BEIJING / Bloomberg
HSBC Holdings Plc winning approval to start a credit-card business in China’s $1 trillion market offers Chief Executive Officer Stuart Gulliver added flexibility in his push into the nation’s retail banking and wealth-management industries.
The approval from Chinese authorities came as HSBC ended a card venture with Bank of Communications Co., the bank’s Asia-Pacific head Peter Wong said in a weekend interview, paving the way for the UK company to join Citigroup Inc. and Bank of East Asia Ltd. as the only foreign credit-card issuers on the mainland. Wong didn’t say when HSBC won the nod from regulators, or provide any specifics on how the business will be rolled out.
Gulliver’s Asian ambitions have been dealt a setback by crashing commodity prices, a slowing Chinese economy and a pretax loss in the fourth quarter. An independent card unit in China would improve HSBC’s access to a fast-growing market that had 449 million cards on issue as of September and allow the bank to find new clients for its retail bank.
Getting approved for its own operation in China “is a meaningful step for HSBC as it gives the bank the autonomy to run the business,” said Chen Xingyu, a Shanghai-based analyst at Phillip Securities Research. “Since the Pearl River Delta is HSBC’s focus, having its own credit-card business can help the bank expand in the region.”
Credit-card offerings can act as a springboard for drawing customers to other parts of the business such as private banking, Chen said.
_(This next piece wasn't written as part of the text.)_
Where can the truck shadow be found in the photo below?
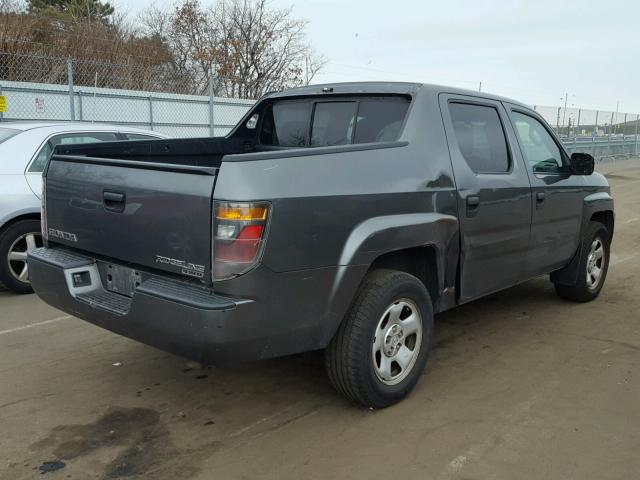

HSBC is getting a license for a planned brokerage venture with Shenzhen Qianhai Financial Holdings Co. The Pearl River Delta, located to the north of Hong Kong and centered around the city of Guangzhou, is home to more than 40 million people. HSBC plans to add 4,000 jobs in that area as the bank shifts about $100 billion of investment to Asia in an effort to expand retail banking and wealth management. The bank will slow the pace of that hiring amid China’s economic downturn, but HSBC won’t alter its strategy, Gulliver said last month.
While the bank has ended its card venture with Bank of Communications, HSBC intends to maintain its roughly 19 percent stake in the Chinese lender, Asia-Pacific Chief Executive Officer Wong said Saturday in an interview on the sidelines of China’s annual congress of lawmakers in Beijing.
“We still have a lot of other initiatives” with Bank of Communications, Wong said. “We have a very good relationship.”
HSBC’s card offerings would compete with its old venture partner, which had 40 million domestic cards as of June, while Industrial & Commercial Bank of China Ltd. had 108 million, according to their 2015 interim reports.
The London-based company has been working with Bank of Communications, China’s fifth-largest lender by assets, since 2004 on businesses including credit cards. The Chinese bank announced the establishment of the credit-card venture — with 2.5 billion yuan of capital — in an October 2009 statement to Hong Kong’s stock exchange. HSBC shares in Hong Kong fell 0.3 percent on Tuesday to HK$49.50 as of 1:31 p.m. local time, compared with the benchmark Hang Seng Index’s 0.8 percent loss. The bank’s stock dropped 20 percent this year.
The number of Chinese credit cards in circulation at the end of the third quarter had nearly doubled to 449 million since 2010, central bank data show. That total is about the same as the combined populations of the U.S. and Japan. The outstanding balance on those cards was 6.7 trillion yuan, up 26 percent from a year earlier, according to the People’s Bank of China data.
“There’s still strong demand for credit cards in China’s first-tier cities, but the business is getting saturated in some areas,” said Chen at Phillip
Securities. “That’s why the potential in smaller cities is even bigger.”